With a separate shared directory mapped as a network drive on each of our three test servers, we dove into our Iometer performance tests. One of our challenges was to fairly compare the three systems that offer dual-Gigabit Ethernet NICs with the two that offer only a single port for storage. As a rule, we try to test all systems under identical circumstances, so we first tested both single- and dual-port systems in single-port mode, and systems with dual NICs were set to failover. In larger environments, when networked storage devices have dual NICs, they are often set to failover, so if one link to the storage is lost, another can take its place. The alternative to this is link aggregation or load balancing, which lets you combine two NICs for higher throughput. This feature is well-suited to smaller environments that don't necessarily require using the NICs in a redundant, failover mode and would instead opt for the higher performance of a load-balanced system.

Next we used the load-balancing feature, rather than link aggregation, because of its compatibility with most environments. Link aggregation requires switch-level support, and the increase in available bandwidth would be about the same in either of the dual-NIC modes. We also tested the fault-tolerance of the load-balancing setup by unplugging one of the links during testing. In all three cases, the performance immediately dipped to single-port speeds but, as expected, the connection to our servers was never completely interrupted.

We also tried reconnecting them during the test, but only the Snap Server and FlexNAS could reacquire the link and come back up to full speed; the AberNAS required a system restart to resynchronize the load-balanced connection. These results also confirmed that there is no good reason to limit the performance of dual-NIC systems by using them in failover mode, because load balancing offers reasonable fault tolerance for single-network environments.

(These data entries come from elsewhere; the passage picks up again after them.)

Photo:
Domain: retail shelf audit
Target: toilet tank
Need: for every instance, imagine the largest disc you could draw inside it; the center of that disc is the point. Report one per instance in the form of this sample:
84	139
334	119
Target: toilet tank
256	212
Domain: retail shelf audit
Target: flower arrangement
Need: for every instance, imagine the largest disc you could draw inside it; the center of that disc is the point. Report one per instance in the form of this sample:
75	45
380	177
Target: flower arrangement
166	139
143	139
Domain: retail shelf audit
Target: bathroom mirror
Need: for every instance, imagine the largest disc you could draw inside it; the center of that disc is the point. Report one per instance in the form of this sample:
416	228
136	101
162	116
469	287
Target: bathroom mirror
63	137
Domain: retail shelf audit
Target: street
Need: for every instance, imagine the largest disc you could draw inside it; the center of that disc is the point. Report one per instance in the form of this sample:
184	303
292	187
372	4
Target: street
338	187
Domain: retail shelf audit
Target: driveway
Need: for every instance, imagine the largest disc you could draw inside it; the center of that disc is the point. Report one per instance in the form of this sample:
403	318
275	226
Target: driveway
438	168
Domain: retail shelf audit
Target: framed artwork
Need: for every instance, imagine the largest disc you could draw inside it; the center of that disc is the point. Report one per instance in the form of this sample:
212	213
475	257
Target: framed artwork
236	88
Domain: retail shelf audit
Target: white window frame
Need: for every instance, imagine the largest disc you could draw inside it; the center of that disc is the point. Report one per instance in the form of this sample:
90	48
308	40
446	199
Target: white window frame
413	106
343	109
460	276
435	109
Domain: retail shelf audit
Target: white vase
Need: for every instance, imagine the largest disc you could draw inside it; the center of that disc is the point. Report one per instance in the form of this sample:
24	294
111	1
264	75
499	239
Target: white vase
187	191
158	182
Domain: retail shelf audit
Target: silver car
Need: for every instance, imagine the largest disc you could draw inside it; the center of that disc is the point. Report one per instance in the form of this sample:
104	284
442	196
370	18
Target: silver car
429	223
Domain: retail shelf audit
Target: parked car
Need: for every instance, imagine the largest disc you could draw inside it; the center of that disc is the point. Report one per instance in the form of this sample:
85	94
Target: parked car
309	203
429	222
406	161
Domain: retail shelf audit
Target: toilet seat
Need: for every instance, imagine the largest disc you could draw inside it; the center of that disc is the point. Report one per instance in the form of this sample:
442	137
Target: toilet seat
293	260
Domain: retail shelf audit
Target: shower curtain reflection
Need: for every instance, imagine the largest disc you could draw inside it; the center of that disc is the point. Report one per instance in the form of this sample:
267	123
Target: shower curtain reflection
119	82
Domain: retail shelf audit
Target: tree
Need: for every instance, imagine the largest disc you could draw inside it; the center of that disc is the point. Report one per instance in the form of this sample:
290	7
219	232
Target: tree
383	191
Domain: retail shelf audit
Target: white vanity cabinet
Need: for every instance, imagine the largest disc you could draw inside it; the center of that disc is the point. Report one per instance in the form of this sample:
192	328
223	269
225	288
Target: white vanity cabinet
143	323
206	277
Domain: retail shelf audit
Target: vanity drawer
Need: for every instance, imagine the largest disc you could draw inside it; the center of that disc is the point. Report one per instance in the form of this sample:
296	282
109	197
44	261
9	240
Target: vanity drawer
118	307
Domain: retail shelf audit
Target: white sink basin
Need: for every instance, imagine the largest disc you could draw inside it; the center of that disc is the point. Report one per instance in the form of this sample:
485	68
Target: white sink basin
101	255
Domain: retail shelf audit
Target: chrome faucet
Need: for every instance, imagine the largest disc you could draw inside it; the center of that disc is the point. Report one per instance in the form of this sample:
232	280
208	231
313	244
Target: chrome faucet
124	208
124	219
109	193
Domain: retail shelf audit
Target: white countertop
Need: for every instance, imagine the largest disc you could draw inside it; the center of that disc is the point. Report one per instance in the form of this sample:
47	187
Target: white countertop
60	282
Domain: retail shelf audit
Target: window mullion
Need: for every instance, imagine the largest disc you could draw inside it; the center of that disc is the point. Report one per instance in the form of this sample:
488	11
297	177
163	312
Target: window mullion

With load balancing enabled, we were pleased to find that the performance of AberNAS 128 and the Snap Server 520 just about doubled: combined reads reached nearly 200 MBps and writes pushed 150 MBps. The Snap Server and FlexNAS systems made this process the easiest, letting us toggle between modes, but the WSS-based AberNAS forced us to drop to the OS to set up the NICs. PrimeArray's FlexNAS 6800E XT didn't really push the upper limits in our single-port tests in the first test, so enabling load balancing actually decreased its performance a tiny bit. Of the other two systems, only HP's ProLiant ML310 G3 came close to matching the single-port capabilities of the systems from Aberdeen and Adaptec. The low-priced Infrant ReadyNAS NV came in last.